Il nous faut maintenant faire un nouvel acte de foi, à la suite de ceux qui nous ont précédé : croire que c’est grâce à la faiblesse de l’instrument que la puissance divine peut se révéler. Cette faiblesse n’est pas démission de nos responsabilités, mais grande conscience de nos limites et fragilités, grande souplesse dans la conduite de nos affaires – qui nous permette de nous laisser conduire – et grand détachement dans la façon de mesurer les résultats. En effet, nous croyons que : c’est avec du tout petit que notre Dieu créé du très grand, c’est avec du rejeté qu’il révèle sa beauté, à travers l’échec que se manifeste sa victoire. Sommes-nous disposés à croire que le Seigneur peut opérer des miracles par l’un des nôtres, et à scruter obstinément les signes de vie nouvelle à accompagner – plutôt que de maudire l’obscurité ? Je pense au regard que nous portons sur un frère de notre communauté, une sœur engagée à nos côtés comme associée ou dans une Fraternité Esprit et Mission, un réfugié accueilli dans notre maison, une communauté fragile. Ce qui compte aux yeux de Dieu, c’est le don de soi et l’accueil du frère et de la sœur que le Seigneur nous donne pour que nous veillions sur lui, sur elle.

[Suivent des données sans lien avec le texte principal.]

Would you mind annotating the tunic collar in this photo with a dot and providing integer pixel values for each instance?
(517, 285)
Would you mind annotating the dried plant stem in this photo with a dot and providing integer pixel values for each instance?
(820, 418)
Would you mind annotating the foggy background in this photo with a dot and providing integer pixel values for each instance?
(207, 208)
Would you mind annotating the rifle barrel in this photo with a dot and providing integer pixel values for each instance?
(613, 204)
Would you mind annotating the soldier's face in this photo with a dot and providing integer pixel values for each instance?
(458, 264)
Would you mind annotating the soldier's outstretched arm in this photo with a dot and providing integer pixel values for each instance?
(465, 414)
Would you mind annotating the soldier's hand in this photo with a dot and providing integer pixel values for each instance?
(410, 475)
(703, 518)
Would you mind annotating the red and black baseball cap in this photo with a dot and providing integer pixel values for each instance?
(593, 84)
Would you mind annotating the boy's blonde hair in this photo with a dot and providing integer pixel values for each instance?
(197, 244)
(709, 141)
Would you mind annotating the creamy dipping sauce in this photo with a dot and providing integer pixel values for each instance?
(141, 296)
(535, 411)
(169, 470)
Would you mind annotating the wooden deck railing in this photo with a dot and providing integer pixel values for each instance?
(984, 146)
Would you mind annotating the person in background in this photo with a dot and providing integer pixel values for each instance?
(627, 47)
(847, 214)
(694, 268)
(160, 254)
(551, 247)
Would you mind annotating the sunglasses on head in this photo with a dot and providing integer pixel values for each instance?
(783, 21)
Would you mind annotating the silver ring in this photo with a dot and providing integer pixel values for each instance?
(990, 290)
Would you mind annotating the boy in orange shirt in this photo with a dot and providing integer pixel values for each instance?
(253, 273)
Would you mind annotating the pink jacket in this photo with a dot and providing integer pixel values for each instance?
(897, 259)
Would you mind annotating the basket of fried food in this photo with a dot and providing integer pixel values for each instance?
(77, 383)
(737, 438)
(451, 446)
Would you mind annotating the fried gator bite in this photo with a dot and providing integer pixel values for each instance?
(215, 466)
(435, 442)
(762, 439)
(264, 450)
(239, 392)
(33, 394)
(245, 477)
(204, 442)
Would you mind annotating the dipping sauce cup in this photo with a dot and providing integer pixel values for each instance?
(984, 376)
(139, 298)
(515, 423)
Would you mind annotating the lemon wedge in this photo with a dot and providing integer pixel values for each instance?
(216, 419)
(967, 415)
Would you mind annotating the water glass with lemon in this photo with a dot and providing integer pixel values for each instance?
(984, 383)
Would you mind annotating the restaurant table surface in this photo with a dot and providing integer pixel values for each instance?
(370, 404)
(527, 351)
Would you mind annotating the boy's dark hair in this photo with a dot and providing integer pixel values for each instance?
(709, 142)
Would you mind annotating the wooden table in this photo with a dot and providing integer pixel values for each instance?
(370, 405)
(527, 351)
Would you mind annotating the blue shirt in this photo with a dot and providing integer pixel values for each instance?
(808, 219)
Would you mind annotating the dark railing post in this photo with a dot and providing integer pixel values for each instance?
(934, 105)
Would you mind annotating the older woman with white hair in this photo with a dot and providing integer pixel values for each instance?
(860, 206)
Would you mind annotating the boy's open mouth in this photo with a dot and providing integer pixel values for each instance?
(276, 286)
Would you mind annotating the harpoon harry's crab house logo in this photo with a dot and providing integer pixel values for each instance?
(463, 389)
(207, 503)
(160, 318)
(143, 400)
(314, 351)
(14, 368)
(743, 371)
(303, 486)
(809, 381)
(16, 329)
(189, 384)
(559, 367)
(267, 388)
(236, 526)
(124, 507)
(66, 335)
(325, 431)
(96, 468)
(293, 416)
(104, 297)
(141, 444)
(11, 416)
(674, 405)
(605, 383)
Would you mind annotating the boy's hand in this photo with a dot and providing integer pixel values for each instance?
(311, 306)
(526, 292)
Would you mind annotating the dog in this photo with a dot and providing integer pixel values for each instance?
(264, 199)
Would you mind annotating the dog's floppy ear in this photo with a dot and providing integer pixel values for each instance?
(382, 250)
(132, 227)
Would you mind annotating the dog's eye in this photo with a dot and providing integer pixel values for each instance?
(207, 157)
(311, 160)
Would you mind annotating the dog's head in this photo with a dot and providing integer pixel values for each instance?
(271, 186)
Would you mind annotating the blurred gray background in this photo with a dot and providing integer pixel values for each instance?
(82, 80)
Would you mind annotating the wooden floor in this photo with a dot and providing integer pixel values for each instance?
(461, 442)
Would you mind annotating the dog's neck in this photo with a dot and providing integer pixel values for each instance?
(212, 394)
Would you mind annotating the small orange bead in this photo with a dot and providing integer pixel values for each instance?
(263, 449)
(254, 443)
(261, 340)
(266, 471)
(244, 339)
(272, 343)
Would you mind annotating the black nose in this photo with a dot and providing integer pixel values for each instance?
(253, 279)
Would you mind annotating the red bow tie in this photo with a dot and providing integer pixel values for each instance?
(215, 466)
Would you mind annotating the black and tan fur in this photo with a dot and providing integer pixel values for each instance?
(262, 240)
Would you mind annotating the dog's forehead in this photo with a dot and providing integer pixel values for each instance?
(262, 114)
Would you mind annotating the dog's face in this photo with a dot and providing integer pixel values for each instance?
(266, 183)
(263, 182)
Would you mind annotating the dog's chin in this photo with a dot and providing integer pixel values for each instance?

La mémoire de l’œuvre du Seigneur dans notre chapitre, nous donne une grande confiance. Nous nous souvenons aussi des différents moments qui l’ont précédé, depuis les premiers pas de Claude François Poullart des Places dans ce quartier, à Louis le Grand ; depuis la conversion de François Libermann dans ce même quartier, au collège Stanislas. Cette mémoire nous donne une grande confiance : l’Esprit du Seigneur est à l’œuvre dans la petite graine qu’il a plantée ici. L’arbre spiritain donne de beaux fruits, il a étendu ses branches dans de multiples pays et de nombreux oiseaux sont venus habiter sa ramure. Nous sommes les semences de cet arbre. Ce qui est demandé à la graine, c’est de donner ce qu’elle est, à la manière d’un jeune homme venu de Bretagne, à la manière d’un juif venu d’Alsace, humblement, confiants que la moisson sera abondante, le moment venu.
Notre forme de vie, consacrée pour vivre les conseils évangéliques en Eglise, est une grâce pour poursuivre ensemble un chemin à la suite du Maître qui est sorti donner sa vie pour ceux qu’il aimait. Il nous envoie à la rencontre de chacun de ses frères et sœurs, afin qu’ils entrent en parfaite communion avec le Père, par le Fils, dans l’Esprit.